Substitute ${10}^{-5}+j\left(6\times {10}^{-4}\right)$ for $y_{11}$, $-j\left(1\times {10}^{-4}\right)$ for $y_{12}$, $0.01-j\left(1\times {10}^{-4}\right)$ for $y_{21}$ and $\left(1\times {10}^{-4}\right)+j\left(1\times {10}^{-4}\right)$ for $y_{22}$ in above equation.

$\begin{array}{c}{V}_1=\frac{\left|\begin{array}{cc}{10}^{-5}+j\left(6\times {10}^{-4}\right)& I_1\\ 0.01-j\left(1\times {10}^{-4}\right)I_2& I_2\end{array}\right|}{\left|\begin{array}{cc}{10}^{-5}+j\left(6\times {10}^{-4}\right)& -j\left(1\times {10}^{-4}\right)\\ 0.01-j\left(1\times {10}^{-4}\right)& \left(1\times {10}^{-4}\right)+j\left(1\times {10}^{-4}\right)\end{array}\right|}\\ =\frac{{10}^{-5}+j\left(6\times {10}^{-4}\right)I_2-\left(0.01-j\left(1\times {10}^{-4}\right)\right)I_1}{\left(-5.9\times {10}^{-8}+j6.1\times {10}^{-8}\right)-\left(-1\times {10}^{-8}-j{10}^{-6}\right)}\\ =\frac{\left({10}^{-5}+j\left(6\times {10}^{-4}\right)\right)I_2-\left(0.01-j\left(1\times {10}^{-4}\right)\right)I_1}{-\left(4.9\times {10}^{-8}\right)+j\left(1.061\times {10}^{-6}\right)}\\ =\frac{6\times {10}^{-4}\angle 89.04°I_2+0.01\angle -0.57°I_1}{1.062\times {10}^{-6}\angle 92.64°}\end{array}$

$V_2=\left(527.27+j9401.42\right)I_1+\left(563.86-j35.47\right)I_2$        (8)

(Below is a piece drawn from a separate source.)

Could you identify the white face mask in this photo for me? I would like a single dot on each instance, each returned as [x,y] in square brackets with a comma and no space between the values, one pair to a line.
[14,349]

The standard equation for impedance parameter are,

$V_1=z_{11}{I}_1+z_{12}{I}_2$        (9)

$V_2=z_{21}{I}_1+z_{22}{I}_2$        (10)

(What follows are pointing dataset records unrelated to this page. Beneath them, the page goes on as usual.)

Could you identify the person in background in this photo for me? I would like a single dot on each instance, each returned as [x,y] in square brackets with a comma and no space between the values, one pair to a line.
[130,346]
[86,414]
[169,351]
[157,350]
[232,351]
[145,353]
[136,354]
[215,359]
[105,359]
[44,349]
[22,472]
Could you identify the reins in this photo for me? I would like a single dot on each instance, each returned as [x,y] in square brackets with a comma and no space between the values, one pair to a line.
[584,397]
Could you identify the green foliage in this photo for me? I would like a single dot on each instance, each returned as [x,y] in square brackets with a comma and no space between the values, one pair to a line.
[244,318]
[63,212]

Compare equation (7) with equation (9).

$z_{11}=\left(89.71-j98.38\right)\text{Ω}$

$z_{12}=\left(94.06-j4.34\right)\text{Ω}$

Compare equation (8) with equation (10).

$z_{21}=\left(527.27+j9401.42\right)\text{Ω}$

$z_{22}=\left(563.86-j35.47\right)\text{Ω}$

The $z$ matrix can be written as,

$\begin{array}{c}z=\left[\begin{array}{cc}\left(89.71-j98.38\right)\text{Ω}& \left(94.06-j4.34\right)\text{Ω}\\ \left(527.27+j9401.42\right)\text{Ω}& \left(563.86-j35.47\right)\text{Ω}\end{array}\right]\\ =\left[\begin{array}{cc}\left(89.71-j98.38\right)& \left(94.06-j4.34\right)\\ \left(527.27+j9401.42\right)& \left(563.86-j35.47\right)\end{array}\right]\text{Ω}\end{array}$

Conclusion:

Therefore, the required $z$ parameters is $z=\left[\begin{array}{cc}\left(89.71-j98.38\right)& \left(94.06-j4.34\right)\\ \left(527.27+j9401.42\right)& \left(563.86-j35.47\right)\end{array}\right]\text{Ω}$.